– Aún no conozco a las señoras Bruner.
Cuando Gris Marsala se volvió hacia Quart, había un reflejo malvado en sus ojos claros.
– ¿No? Pues ya las conocerá -hizo una pausa y ladeó la cabeza, divertida-. A las dos.
Quart la oyó reír por lo bajo mientras hacía girar el interruptor de la luz. La oscuridad cubrió de nuevo el retablo.
– ¿Qué está ocurriendo aquí? -preguntó.
– ¿En Sevilla?
– En esta iglesia.
Ella tardó unos segundos en contestar.
– Es usted quien tiene que decirlo -apuntó al fin-. Para eso lo han enviado.
– Pero trabaja en este lugar.

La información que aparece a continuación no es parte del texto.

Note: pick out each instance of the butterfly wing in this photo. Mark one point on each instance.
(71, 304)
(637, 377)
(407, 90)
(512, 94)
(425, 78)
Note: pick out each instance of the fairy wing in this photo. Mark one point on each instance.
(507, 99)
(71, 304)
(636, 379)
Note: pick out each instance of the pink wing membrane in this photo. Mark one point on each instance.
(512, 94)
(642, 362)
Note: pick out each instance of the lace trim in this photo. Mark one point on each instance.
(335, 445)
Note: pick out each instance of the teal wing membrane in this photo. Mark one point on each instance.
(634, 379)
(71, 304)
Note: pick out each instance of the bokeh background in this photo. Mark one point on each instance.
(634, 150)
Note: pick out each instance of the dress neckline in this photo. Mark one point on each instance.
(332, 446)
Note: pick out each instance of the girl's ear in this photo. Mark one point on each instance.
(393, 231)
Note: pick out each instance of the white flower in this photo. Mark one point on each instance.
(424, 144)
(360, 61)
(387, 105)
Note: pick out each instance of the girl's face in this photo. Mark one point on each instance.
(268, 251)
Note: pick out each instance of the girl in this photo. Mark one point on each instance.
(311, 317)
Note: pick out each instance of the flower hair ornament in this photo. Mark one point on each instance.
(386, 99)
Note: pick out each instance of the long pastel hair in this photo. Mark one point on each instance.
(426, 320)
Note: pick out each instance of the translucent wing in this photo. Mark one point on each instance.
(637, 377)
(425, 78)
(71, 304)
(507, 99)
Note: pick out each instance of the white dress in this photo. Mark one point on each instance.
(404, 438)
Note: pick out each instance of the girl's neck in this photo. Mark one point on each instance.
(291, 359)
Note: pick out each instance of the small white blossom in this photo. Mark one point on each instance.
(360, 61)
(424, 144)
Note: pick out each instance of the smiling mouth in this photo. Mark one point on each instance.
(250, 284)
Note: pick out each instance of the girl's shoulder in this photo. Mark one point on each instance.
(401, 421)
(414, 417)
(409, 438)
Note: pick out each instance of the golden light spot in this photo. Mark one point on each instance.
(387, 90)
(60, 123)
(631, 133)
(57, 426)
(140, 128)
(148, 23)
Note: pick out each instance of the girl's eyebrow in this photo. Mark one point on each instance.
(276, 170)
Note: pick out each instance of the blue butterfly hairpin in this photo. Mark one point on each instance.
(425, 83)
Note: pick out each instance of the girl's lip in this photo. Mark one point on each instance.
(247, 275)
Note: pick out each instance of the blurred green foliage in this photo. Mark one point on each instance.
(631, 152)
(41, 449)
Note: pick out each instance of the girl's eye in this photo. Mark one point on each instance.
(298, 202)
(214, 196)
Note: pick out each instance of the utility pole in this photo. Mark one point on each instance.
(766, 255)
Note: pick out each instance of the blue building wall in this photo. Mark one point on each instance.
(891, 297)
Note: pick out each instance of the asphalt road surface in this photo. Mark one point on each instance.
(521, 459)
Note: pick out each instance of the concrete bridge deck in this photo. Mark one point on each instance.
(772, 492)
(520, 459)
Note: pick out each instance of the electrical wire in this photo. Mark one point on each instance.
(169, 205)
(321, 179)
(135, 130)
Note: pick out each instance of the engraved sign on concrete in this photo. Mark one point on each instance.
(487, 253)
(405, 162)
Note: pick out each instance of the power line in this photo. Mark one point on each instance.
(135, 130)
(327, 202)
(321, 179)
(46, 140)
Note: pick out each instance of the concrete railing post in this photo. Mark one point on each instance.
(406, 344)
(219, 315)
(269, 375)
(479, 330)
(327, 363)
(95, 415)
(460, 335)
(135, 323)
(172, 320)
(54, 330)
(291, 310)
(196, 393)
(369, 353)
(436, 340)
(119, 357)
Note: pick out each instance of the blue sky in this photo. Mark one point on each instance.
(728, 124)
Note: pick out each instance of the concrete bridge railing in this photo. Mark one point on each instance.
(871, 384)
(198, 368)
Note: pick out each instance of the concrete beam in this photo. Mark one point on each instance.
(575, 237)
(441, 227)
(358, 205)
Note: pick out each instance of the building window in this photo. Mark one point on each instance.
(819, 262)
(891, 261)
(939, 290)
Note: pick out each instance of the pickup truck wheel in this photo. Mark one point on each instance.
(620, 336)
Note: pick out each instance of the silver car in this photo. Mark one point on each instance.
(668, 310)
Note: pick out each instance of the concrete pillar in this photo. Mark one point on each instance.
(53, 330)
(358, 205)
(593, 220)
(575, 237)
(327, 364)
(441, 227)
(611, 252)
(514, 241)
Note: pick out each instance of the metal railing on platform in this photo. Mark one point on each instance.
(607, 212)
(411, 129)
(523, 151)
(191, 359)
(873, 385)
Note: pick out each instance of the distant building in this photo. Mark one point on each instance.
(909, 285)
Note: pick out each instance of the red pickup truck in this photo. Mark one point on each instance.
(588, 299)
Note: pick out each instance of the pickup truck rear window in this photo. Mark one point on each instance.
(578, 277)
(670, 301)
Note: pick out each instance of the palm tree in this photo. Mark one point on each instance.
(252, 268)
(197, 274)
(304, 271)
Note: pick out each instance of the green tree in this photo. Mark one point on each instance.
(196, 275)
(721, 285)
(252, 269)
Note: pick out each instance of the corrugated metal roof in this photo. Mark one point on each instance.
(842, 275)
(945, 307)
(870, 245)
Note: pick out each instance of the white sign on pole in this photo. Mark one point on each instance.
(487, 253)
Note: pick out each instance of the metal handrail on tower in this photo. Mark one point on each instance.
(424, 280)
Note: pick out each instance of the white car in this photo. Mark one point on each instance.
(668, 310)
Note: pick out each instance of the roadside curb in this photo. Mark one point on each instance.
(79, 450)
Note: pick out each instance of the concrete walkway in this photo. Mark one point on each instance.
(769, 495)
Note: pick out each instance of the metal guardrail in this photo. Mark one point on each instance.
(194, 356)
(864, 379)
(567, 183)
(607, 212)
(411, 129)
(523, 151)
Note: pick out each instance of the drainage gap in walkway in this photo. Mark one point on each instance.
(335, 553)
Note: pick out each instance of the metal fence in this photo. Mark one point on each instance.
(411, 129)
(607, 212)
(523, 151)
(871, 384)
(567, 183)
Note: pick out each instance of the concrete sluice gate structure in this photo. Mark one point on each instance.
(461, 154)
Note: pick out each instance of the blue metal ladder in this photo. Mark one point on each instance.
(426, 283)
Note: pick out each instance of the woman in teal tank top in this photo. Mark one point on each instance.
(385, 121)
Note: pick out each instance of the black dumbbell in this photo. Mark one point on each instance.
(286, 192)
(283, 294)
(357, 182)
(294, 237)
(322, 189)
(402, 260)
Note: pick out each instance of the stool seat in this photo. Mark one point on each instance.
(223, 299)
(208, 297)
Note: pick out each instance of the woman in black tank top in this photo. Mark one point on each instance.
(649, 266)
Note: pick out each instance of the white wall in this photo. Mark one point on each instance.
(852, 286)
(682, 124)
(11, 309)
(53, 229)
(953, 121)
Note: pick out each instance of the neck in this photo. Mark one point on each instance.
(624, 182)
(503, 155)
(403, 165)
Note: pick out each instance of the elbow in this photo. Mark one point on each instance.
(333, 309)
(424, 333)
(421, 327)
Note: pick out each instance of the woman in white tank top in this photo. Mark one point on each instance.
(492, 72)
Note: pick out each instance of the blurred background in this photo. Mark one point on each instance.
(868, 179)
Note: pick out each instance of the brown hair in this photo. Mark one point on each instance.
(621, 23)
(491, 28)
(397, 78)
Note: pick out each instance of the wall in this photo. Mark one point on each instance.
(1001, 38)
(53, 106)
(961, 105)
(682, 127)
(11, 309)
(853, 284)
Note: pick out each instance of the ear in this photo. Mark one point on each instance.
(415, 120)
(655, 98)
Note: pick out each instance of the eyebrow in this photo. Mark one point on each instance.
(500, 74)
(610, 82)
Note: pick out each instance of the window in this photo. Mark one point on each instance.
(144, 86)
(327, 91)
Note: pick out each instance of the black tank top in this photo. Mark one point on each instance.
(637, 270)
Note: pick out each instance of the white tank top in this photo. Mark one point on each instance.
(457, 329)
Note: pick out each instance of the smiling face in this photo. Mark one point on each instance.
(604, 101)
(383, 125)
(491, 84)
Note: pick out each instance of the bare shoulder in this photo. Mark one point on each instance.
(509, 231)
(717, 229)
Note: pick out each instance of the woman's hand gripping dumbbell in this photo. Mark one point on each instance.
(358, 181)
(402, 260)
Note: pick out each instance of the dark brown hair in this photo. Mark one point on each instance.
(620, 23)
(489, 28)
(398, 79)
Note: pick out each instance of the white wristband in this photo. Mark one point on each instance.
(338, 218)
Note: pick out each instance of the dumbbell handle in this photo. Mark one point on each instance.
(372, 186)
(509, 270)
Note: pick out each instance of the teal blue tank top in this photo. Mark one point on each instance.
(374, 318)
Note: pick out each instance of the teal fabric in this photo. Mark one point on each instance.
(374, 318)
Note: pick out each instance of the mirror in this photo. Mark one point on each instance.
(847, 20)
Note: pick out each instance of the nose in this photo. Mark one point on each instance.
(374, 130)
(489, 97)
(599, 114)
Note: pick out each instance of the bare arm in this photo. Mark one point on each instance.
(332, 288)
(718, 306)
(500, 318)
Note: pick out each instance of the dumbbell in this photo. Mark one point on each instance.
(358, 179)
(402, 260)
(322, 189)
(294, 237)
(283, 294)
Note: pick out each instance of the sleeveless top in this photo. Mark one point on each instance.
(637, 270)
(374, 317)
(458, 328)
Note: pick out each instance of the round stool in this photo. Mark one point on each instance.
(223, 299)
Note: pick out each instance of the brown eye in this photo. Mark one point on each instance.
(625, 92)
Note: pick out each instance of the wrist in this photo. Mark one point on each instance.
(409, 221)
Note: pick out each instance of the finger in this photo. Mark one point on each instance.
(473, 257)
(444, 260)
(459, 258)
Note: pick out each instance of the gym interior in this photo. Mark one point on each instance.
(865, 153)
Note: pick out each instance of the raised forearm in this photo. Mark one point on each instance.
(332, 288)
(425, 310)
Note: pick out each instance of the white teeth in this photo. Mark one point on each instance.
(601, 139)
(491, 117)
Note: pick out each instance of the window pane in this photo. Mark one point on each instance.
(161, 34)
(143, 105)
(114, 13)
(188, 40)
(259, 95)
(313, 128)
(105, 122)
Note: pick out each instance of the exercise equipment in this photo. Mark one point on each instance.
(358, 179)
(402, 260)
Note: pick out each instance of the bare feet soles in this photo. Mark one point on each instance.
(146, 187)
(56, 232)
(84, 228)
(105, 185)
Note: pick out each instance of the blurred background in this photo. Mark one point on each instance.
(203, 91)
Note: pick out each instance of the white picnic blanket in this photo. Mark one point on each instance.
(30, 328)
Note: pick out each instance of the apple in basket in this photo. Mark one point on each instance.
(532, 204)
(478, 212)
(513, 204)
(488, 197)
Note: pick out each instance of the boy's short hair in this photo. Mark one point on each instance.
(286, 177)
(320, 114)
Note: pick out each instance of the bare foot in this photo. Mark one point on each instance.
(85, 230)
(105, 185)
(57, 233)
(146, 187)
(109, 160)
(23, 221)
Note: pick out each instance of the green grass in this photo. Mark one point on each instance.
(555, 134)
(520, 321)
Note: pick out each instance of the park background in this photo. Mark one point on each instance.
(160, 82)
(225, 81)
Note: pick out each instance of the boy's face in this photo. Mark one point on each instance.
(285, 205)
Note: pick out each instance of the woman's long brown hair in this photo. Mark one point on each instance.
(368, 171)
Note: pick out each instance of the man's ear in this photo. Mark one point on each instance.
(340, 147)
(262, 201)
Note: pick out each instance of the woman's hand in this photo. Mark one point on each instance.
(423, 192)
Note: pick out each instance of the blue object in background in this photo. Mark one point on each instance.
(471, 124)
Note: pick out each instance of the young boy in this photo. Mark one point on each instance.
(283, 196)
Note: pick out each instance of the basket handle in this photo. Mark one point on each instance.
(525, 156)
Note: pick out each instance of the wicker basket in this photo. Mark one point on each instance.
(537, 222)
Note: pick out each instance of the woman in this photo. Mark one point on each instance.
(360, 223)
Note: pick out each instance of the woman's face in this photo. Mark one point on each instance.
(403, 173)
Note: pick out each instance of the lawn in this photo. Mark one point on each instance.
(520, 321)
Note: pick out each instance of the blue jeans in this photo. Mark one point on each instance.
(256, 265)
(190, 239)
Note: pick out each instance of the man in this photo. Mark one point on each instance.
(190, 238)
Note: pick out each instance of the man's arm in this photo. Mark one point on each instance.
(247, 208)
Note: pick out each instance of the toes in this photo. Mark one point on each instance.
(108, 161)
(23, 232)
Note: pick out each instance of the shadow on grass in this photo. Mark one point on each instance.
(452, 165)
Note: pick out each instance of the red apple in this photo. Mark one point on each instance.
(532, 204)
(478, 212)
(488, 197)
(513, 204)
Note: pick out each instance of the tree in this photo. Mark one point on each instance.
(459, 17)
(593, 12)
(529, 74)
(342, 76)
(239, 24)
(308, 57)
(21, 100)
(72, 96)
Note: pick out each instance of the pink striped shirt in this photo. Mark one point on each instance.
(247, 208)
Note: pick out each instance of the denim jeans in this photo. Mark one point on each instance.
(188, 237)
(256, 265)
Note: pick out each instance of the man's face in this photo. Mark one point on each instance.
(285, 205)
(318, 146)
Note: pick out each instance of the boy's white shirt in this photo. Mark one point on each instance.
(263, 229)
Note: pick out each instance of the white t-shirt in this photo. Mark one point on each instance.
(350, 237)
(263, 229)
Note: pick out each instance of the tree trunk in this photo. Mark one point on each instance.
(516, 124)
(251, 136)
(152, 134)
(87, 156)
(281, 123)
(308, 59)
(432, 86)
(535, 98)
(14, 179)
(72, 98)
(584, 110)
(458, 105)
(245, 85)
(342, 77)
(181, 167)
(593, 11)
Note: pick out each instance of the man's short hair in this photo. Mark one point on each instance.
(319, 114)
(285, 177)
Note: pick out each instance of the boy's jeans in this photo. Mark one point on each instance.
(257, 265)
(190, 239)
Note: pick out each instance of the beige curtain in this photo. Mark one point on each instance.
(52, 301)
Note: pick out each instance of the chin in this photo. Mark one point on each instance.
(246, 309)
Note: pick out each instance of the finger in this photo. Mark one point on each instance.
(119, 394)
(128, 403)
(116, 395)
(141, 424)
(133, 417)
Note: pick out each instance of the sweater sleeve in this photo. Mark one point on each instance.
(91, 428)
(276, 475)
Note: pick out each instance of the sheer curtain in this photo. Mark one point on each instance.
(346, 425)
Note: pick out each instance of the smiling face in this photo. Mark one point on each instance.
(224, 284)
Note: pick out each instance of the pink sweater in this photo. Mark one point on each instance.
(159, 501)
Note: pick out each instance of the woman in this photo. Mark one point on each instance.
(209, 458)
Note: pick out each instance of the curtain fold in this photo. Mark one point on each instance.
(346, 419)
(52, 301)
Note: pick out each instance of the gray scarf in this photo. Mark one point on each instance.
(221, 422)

Tendrá alguna idea.
– Tengo ¡deas, por supuesto. Pero me las guardo. Lo único que sé es que hay más gente interesada en que esto se venga abajo que en mantenerlo en pie.
– ¿Por qué?
– Ah, lo ignoro -las ofertas de complicidad parecían haberse desvanecido. Ahora era ella quien se cerraba, distante, y el frío de la nave desierta parecía sentirse de nuevo entre ambos-. Tal vez porque en este barrio el metro cuadrado de suelo vale una fortuna… -movió la cabeza, sacudiendo pensamientos incómodos-. Ya encontrará quien se lo cuente.
– Ha dicho antes que tiene ideas sobre esto.
– ¿Lo dije?… -sonreía en un extremo de la boca, pero se trataba de un gesto insincero, forzado-. Es posible. De cualquier modo, no es asunto mío. Lo que me incumbe es salvar cuanto pueda del edificio mientras haya con qué pagar las obras, que no es el caso.
– ¿Por qué sigue aquí sola, entonces?
– Hago horas extras. Desde que me ocupo de esta iglesia no he conseguido ninguna otra cosa, así que dispongo de muchísimo tiempo libre.
– Mucho tiempo libre -repitió Quart.
– Eso es -su voz había recobrado un tono amargo-. Y no tengo otro sitio a donde ir.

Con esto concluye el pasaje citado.